We developed a mathematical model that gives insight into the allelic state of each tumor and yields estimates of tumor heterogeneity (Supplementary Note). On average, we observed a rather low heterogeneity of about 6.5% (Supplemetary Tab. 5). Using the reconstructed allelic states of each tumor, we found that copy-neutral loss of heterozygosity (CNLOH) events (i.e., complete loss of one allele at a given locus combined with a match of the absolute copy number at that locus with the overall ploidy of the sample) were enriched at the TP53 and RB1 loci (Fig. 5a, b). Furthermore, all TP53 and RB1 mutations in CNLOH regions were early events (Fig. 5b) as their allelic fractions were compatible with the tumor purity. By integrating the different datasets we found that at least one allele of TP53 and RB1 was affected by any genomic event (i.e., mutation (including rearrangements), or hemizygous deletion, LOH) in all cases (Fig. 5c). Thus, similar to genetically manipulated mouse models of SCLC, inactivation of TP53 and RB1 are early and necessary events in the development of SCLC in humans as well^4,27–31. Finally, we identified one case, in which the patient had undergone surgery for lung adenocarcinoma three years prior diagnosis of SCLC. While both tumors contained the identical TP53 mutation (Val73fs), the RB1 mutation (Arg251X) was restricted to the SCLC tumor (Supplementary Fig. 8), compatible with trans-differentiation of adenocarcinoma cells to SCLC cells, mediated in part through loss of RB1. Acquired resistance of EGFR-mutant lung adenocarcinomas to EGFR inhibition has been linked with trans-differentiation to SCLC^72,73. It is tempting to speculate that loss of RB1 may be mechanistically involved in such cases of acquired resistance as well.

Figure 5.

a) Analysis of copy-neutral LOH events (CNLOH) in SCLC. The allelic state of each exome-sequenced sample was reconstructed by applying a detailed mathematical model (Supplementary Information). Genomic portions that showed a loss of heterozygosity (LOH) and an absolute copy number equal to the overall samples’ ploidy are classified CNLOH events. Only samples showing at least one CNLOH event are shown. An analysis of the allelic fraction of somatic mutations in CNLOH regions yields information about the timing of these mutational events. b) TP53 and RB1 mutations in CNLOH regions. c) Distribution of mutations (including rearrangements), hemizygous deletions, and LOH affecting TP53 and RB1 across all exome-sequenced samples. d) SCLC driver genes and their mutation frequency mapped to signaling pathways. We classified the occurring mutations into 5 major groups: receptor tyrosine kinase (RTK) alterations, PI3-kinase and p53 pathway, cell cycle control, histone modifiers, and regulation of actin cytoskeleton.
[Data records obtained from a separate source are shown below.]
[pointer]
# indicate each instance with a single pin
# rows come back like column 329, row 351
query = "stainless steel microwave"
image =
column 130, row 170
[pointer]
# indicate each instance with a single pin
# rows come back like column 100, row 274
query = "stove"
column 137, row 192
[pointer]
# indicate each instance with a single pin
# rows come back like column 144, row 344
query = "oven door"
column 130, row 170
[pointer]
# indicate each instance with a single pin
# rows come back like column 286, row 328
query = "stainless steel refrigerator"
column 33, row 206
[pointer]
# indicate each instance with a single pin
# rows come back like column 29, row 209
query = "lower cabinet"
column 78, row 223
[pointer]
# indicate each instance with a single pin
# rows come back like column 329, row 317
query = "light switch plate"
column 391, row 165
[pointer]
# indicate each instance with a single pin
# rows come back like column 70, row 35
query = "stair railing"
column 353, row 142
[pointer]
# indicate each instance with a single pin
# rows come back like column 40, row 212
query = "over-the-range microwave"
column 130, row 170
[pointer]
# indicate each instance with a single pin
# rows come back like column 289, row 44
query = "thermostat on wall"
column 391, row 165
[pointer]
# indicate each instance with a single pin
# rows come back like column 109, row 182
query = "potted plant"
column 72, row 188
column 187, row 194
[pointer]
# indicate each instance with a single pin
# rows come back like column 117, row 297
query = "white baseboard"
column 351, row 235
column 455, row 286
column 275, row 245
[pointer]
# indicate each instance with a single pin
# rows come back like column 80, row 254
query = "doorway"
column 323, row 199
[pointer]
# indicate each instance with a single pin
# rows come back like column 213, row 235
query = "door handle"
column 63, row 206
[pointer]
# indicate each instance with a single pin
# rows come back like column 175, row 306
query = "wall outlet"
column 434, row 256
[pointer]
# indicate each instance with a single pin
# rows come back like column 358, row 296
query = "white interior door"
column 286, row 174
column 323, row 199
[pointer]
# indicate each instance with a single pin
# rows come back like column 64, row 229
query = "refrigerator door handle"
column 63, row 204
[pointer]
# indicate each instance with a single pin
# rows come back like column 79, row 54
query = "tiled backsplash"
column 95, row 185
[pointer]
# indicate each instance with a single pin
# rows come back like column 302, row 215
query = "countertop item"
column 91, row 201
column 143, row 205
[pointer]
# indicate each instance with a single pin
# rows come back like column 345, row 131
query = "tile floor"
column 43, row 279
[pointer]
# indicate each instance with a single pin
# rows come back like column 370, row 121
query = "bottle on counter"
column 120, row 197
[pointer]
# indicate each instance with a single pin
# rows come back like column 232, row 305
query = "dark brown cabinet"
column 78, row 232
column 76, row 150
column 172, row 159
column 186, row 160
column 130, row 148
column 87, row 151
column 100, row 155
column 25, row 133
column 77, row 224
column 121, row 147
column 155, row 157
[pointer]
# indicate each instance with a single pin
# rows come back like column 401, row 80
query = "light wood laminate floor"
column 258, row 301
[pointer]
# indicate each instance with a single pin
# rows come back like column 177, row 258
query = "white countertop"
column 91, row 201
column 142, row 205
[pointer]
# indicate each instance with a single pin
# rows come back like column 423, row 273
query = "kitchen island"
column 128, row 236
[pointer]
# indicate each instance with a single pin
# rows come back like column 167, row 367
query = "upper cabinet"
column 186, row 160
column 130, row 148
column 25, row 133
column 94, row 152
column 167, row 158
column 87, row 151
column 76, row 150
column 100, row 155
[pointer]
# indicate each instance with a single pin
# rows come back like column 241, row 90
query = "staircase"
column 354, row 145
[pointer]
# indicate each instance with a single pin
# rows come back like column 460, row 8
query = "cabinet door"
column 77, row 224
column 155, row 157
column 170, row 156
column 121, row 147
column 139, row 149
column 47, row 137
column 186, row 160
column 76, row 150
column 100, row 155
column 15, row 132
Despite methodological challenges (limited sample set, high mutation frequency), integrative genome analyses of human and mouse SCLC afforded sketching a molecular map of this tumor type, condensed in 5 categories (Fig. 5d). The tumor suppressive functions of p53 rely on its acetylation by CREBBP or EP30074-79. However, given the universal loss of p53 function in SCLC, the tumor suppressive functions of CREBBP that we observed are likely independent of p53. One of the best-studied functions of SLIT2 is its involvement in actin polymerization mediated by Cdc4280. We speculate that this property might enhance invasive capabilities and thus contribute to the aggressiveness of SCLC. The reported functions of EPHA753,54 may also contribute to this phenotype. Beyond universal losses of TP53 and RB1 and amplifications of MYCL1, MYCN, MYC, we present PTEN mutations and FGFR1 amplifications as potentially therapeutically tractable genome alterations. Finally, we define genomic alterations affecting histone modifying enzymes CREBBP, EP300, and MLL as the second most frequently mutated class of genes in SCLC. In summary, our study represents a significant extension of the current molecular concept of SCLC and, more broadly, provides an example of how integrative computational genome analyses can provide functionally tractable information in the context of a highly mutated cancer genome.